How to Speed Up EEGUnity with Built-in Multithreading#
1. Introduction#
EEGUnity (>0.6.0) now provides built-in multithreading through the num_workers
parameter in UnifiedDataset.
The new version integrates multithreading directly into the core pipeline. This ensures:
Cleaner user code
Safer concurrency management
Better performance scaling
No nested or duplicated thread pools
The design philosophy is similar to PyTorch’s
DataLoader(num_workers=...).
2. Basic Usage#
To enable multithreading, simply set num_workers when creating a
UnifiedDataset.
from eegunity import UnifiedDataset
u_dataset = UnifiedDataset(
dataset_path="your_dataset_root",
domain_tag="your_domain_tag",
num_workers=8 # number of threads
)
If num_workers=0 (default), EEGUnity runs sequentially.
If num_workers>0, EEGUnity internally uses a thread pool to
parallelize supported operations.
No additional concurrency code is required.
3. Where Multithreading Is Applied#
Multithreading is automatically applied in the following stages:
3.1 Dataset Scanning (Parser Stage)#
When dataset_path is provided, EEGUnity scans directories and builds
the locator.
File parsing (e.g., .fif, .mat, .csv) is parallelized using
num_workers.
This significantly accelerates large dataset initialization.
3.2 Batch Processing (EEGBatch Stage)#
Functions that rely on batch_process() automatically inherit
multithreading, including:
export_h5Dataset()save_as_other()process_mean_std()format_channel_names()
Each row in the locator can be processed in parallel.
4. Internal Execution Model#
EEGUnity uses a ThreadPoolExecutor internally when num_workers > 0.
However, not all steps can be parallelized safely.
Some operations must remain sequential, such as:
Writing to the same output file
Maintaining deterministic order
Updating shared state
EEGUnity solves this by:
Parallelizing independent row-level tasks
Keeping order-sensitive operations outside thread pools
Collecting results before final writing steps
This hybrid design ensures correctness while maximizing throughput.
5. Choosing num_workers#
There is no single optimal value.
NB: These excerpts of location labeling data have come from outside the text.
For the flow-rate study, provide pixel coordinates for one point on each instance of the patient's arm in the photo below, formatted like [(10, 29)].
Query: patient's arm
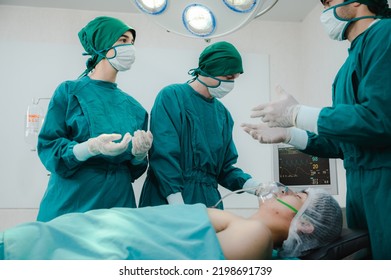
[(241, 238)]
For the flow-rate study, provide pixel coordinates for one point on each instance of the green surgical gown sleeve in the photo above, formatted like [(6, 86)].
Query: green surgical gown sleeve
[(361, 92)]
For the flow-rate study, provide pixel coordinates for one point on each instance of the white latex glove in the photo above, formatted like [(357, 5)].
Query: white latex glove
[(267, 135), (103, 144), (141, 142), (250, 185), (175, 198), (282, 112)]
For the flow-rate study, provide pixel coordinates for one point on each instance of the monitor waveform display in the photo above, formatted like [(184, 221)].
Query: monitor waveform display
[(297, 168)]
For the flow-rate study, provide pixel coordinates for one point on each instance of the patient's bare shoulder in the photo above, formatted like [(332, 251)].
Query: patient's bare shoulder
[(241, 238)]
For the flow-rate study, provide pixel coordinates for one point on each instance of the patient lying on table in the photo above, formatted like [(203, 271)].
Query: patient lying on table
[(293, 222)]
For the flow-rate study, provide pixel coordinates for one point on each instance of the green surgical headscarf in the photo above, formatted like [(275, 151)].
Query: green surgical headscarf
[(219, 59), (98, 36)]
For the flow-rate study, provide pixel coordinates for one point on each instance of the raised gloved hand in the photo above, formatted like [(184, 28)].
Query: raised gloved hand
[(103, 144), (281, 113), (267, 135), (141, 142)]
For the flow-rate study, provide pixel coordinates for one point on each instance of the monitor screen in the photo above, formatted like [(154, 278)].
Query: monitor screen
[(299, 171)]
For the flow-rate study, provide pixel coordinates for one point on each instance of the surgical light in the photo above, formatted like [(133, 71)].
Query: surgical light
[(152, 7), (203, 18), (199, 20)]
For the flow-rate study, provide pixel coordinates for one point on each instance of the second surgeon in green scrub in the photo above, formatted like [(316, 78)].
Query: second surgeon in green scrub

It depends on:
CPU core count
Dataset size
I/O speed (SSD vs HDD)
Task complexity
General Recommendations#
Start with
num_workers = number_of_CPU_coresFor I/O-heavy workloads, slightly higher values may help
For CPU-heavy signal processing, stay near core count
For small datasets, parallelism may not provide noticeable benefit
Example:
import os
u_dataset = UnifiedDataset(
dataset_path="your_dataset_root",
domain_tag="your_domain_tag",
num_workers=os.cpu_count()
)
Always benchmark on your own system.
6. Practical Example#
from eegunity import UnifiedDataset
u_dataset = UnifiedDataset(
dataset_path="your_dataset_root",
domain_tag="your_domain_tag",
num_workers=8
)
# Export to HDF5 in parallel
u_dataset.eeg_batch.export_h5Dataset("output_path")
This will:
Parse dataset files in parallel
Process each locator row concurrently
Safely write results in correct order
7. Important Notes#
Do not manually create external thread pools.
Avoid nesting additional concurrency layers.
Ensure sufficient memory is available when increasing
num_workers.If debugging, temporarily set
num_workers=0for deterministic behavior.
8. Summary#
The new built-in multithreading system:
Simplifies user code
Improves performance for large datasets
Ensures safe parallel execution
Requires only one parameter:
num_workers
By delegating concurrency management to EEGUnity, users can focus on dataset processing logic instead of thread orchestration.